## Setup

In [1]:
import os
import sys
import pandas as pd
import boto3
import numpy as np
from sklearn.preprocessing import StandardScaler
from io import StringIO
from dotenv import load_dotenv

sys.path.append("src")
from mlops_project.utils.load_from_s3 import S3Loader


In [2]:
load_dotenv()

bucket = os.getenv("S3_BUCKET_NAME")
filename = os.getenv("CSV_FILENAME")
s3_key = f"datasets/{filename}"

target = "median_house_value"
id_column = None # None if no index value

s3loader = S3Loader(bucket)
df = s3loader.load_csv_from_s3(s3_key)
print(f"✅ Loaded dataset with shape: {df.shape}")

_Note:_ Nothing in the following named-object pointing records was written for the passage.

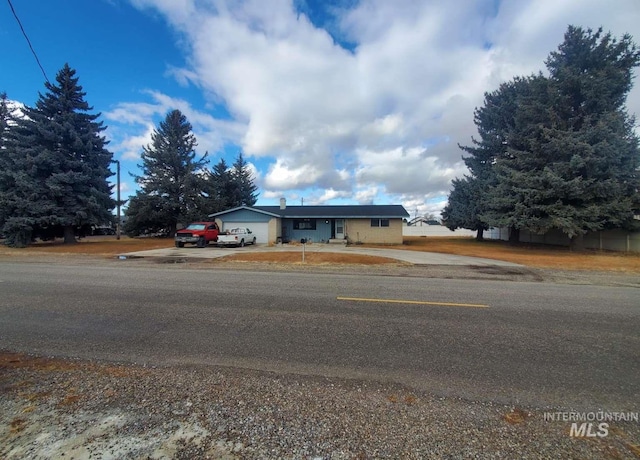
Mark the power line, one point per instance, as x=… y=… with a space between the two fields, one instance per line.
x=28 y=41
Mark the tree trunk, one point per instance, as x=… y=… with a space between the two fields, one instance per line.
x=514 y=235
x=577 y=243
x=69 y=235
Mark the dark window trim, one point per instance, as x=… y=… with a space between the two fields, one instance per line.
x=380 y=222
x=304 y=224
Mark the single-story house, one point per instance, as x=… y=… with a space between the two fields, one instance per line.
x=380 y=224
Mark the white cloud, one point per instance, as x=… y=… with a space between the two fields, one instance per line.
x=211 y=133
x=381 y=119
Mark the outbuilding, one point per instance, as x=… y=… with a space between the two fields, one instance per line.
x=378 y=224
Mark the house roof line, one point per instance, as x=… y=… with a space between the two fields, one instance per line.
x=326 y=211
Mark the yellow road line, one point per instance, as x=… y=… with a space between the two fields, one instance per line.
x=414 y=302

🌀 GZIP compression detected
✅ Loaded dataset with shape: (20640, 10)


## Initial Cleanup

In [3]:
# Initial dataset shape
print(f"🔍 Initial shape: {df.shape}")

🔍 Initial shape: (20640, 10)


In [4]:
# Drop duplicate rows
df = df.drop_duplicates()
print(f"🧹 After removing duplicates: {df.shape}")

🧹 After removing duplicates: (20640, 10)


In [5]:
# Drop empty columns (100% missing values)
empty_cols = df.columns[df.isna().sum() == len(df)]
df = df.drop(columns=empty_cols)
print(f"🗑️ Dropped empty columns: {list(empty_cols)}")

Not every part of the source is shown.